Vitamin C – the key ingredient in Fresh Pressed – won’t be anything new to beauty enthusiasts; in fact, many of us have been using it in our skincare regimen for years. But those familiar with this powerful antioxidant will also be aware that vitamin C is notoriously difficult to stabilise. Expose it to sunlight and it photodegrades rapidly. “It’s highly unstable,” Tom Mammone, Clinique’s ‎vice president of skin physiology and pharmacology, told me when I visited New York last year to find out more about Fresh Pressed. And, according to Mammone, the vitamin C most of us are using in our routine tends to be a low-concentration derivative. “And that changes efficacy and performance dramatically.”

Why is Fresh Pressed different?

According to Clinique’s senior vice president of product development, Janet Pardo, the idea for Fresh Pressed was inspired by the farm-to-table movement. While other products start degrading the second they’re opened, Fresh Pressed isn’t activated until you decide to use it. The product itself is two-prong: there’s a granular cleanser that can be used once a day, and a Daily Booster serum that contains 10 per cent pure vitamin C. “The vitamin C is in a separate container, in the daily booster it’s in the lid and you press it and it activates it,” explains Mammone. “There are lots of other goodies in the serum – peptides, antioxidants. But we keep it separate and in a stable form, so once it’s activated it’s only fresh for a certain period of time.”

The results

Unsurprisingly I didn’t have to have my arm twisted to take part in Clinique’s Fresh Pressed Seven-Day Challenge – there’s a plethora of science behind the skin benefits of vitamin C, and unlike vitamin A it won’t irritate sensitive skin and is suitable for most skin types. “There are so many benefits. The first one you’re going to notice is clarification, tone and radiance in a really quick time frame,” explains Mammone. 

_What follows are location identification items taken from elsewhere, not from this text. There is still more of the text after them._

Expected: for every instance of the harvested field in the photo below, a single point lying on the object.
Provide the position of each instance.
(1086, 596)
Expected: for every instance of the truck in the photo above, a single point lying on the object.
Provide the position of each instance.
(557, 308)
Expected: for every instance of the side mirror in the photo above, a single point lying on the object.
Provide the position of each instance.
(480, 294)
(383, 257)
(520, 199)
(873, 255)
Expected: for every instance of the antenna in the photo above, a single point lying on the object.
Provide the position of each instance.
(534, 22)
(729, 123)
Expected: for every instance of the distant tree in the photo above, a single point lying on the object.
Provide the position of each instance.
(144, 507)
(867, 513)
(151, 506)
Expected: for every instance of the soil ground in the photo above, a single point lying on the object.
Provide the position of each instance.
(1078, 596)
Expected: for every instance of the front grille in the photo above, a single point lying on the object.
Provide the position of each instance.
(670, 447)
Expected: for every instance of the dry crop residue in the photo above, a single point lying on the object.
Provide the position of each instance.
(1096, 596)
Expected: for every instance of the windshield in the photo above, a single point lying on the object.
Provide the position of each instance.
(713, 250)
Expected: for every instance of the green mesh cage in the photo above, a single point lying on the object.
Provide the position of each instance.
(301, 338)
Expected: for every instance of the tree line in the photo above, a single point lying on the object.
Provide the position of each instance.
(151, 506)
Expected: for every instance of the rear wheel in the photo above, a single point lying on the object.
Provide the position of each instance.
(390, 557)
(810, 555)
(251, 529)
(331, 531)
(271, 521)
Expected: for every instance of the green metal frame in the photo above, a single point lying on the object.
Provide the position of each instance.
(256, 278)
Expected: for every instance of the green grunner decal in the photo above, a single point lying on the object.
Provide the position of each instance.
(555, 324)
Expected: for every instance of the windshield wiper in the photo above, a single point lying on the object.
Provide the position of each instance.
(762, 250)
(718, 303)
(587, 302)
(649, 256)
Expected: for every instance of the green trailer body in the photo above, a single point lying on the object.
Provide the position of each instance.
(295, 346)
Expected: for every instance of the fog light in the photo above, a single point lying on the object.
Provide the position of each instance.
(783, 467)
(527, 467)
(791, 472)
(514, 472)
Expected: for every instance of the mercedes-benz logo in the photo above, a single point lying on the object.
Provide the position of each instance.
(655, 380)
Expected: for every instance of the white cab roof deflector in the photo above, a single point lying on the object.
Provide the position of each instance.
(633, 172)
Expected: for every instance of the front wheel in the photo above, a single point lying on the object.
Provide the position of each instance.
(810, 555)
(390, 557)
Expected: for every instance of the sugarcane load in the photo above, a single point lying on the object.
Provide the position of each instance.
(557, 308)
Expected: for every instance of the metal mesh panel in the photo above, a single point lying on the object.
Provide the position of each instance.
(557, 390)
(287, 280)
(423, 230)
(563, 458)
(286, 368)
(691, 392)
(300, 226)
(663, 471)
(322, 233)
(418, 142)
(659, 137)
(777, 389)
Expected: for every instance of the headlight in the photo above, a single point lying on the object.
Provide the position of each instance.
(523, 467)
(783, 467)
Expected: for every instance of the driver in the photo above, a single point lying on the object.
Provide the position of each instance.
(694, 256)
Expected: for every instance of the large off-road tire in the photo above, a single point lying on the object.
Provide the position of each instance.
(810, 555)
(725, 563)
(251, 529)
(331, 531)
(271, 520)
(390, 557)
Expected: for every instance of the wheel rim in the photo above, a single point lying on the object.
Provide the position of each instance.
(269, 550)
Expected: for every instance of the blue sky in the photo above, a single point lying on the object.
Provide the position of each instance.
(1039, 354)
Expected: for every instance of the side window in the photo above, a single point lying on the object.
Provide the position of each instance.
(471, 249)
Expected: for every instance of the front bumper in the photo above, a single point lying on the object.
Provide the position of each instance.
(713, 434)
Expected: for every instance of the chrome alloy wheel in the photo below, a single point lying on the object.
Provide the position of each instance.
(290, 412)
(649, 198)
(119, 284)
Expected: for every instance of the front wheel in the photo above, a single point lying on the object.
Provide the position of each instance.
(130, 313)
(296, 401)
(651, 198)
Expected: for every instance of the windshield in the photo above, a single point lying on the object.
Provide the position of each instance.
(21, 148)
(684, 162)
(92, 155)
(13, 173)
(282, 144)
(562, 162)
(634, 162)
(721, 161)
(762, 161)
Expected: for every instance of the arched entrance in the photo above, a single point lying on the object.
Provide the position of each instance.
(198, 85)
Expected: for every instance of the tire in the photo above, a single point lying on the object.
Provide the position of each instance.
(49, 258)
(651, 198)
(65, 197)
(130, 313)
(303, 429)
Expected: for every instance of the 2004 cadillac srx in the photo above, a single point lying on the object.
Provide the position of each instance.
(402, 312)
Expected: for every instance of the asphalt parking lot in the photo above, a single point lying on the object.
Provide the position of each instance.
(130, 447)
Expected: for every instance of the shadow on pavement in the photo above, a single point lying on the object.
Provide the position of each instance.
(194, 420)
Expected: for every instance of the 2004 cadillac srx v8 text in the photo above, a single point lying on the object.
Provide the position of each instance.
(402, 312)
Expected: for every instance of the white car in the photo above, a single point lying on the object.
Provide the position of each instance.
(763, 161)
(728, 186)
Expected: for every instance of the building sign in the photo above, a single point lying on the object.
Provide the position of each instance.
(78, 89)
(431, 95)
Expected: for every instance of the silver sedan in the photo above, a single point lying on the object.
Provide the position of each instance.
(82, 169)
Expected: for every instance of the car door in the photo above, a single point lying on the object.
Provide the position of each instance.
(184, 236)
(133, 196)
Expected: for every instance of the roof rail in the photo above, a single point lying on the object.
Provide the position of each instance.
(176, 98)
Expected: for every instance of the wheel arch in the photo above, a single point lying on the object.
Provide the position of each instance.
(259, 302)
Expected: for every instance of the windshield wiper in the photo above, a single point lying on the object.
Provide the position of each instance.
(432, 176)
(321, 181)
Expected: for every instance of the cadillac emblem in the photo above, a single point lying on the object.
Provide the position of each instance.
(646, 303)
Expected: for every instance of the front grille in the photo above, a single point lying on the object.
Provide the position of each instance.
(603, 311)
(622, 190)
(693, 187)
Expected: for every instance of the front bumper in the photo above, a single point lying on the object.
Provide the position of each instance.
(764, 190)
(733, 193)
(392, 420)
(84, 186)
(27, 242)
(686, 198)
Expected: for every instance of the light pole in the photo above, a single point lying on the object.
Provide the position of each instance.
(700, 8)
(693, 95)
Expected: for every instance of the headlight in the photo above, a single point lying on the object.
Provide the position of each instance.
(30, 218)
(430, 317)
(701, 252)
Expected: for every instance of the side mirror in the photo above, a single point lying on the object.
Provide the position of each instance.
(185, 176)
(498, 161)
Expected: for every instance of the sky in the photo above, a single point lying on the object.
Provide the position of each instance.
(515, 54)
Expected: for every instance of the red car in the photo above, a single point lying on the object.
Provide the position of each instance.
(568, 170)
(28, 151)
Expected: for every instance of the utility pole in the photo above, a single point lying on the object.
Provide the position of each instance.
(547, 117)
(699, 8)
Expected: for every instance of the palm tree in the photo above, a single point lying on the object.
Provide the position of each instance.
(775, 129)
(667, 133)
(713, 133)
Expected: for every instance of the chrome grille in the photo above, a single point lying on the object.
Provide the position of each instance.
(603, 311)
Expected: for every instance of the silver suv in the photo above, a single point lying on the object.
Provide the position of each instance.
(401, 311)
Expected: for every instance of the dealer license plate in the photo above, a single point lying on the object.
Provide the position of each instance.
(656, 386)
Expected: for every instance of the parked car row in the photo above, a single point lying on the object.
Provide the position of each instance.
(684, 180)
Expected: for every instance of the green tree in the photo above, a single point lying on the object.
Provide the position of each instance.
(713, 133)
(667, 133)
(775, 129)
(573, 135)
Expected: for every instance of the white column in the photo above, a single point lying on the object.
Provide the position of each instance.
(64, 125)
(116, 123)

To start with the products are a joy to use. At first I was concerned that the powder cleanser formula might act as an exfoliant – not something you want to be doing every day – but as soon as it’s mixed with water it foams into a gentle lather. After using it my skin immediately felt softer and appeared smoother.

The most exciting part of Fresh Pressed however, comes in the form of the Daily Booster. Despite packaging technology advancing all the time, I’m always cautious about the stability of high-strength actives – it’s much easier to expose formulations to light and bacteria than you think, plus there’s shelf life to consider. The most ingenious feature of Fresh Pressed is that you get to decide when to activate the ingredients, and therefore you’re aware of how long they’re active for. And while the Daily Booster is supposed to last about seven days, I got ten days out of mine – there’s no wasted product which I love.

As far as results are concerned, they really are visible. Even though I use sunscreen religiously, coming out of summer I felt like I had my fair share of sun spots. My Fresh Pressed 7-day Challenge came at the right time; at the end of the test run my skin is clearer, I’m definitely using less foundation and the foundation I am using doesn’t have to work quite so hard. The quest for radiant, glowing skin seems to be one that most women are on, and while there are oodles of make-up products that promise a solution, you really can’t beat a natural glow that comes from within. When I come to the end of my Daily Booster my skin is noticeably more radiant – in fact, I received compliments and get asked what I’m using at the moment.

Clinique Fresh Pressed is available now. Clinique Fresh Pressed Renewing Powder Cleanser Pure Vitamin C ($70 for a 28-day supply); Clinique Fresh Pressed 7-Day System with Pure Vitamin C ($60 for one booster and seven cleanser sachets); Clinique Fresh Daily Booster with Pure Vitamin C 10% ($130 for four boosters).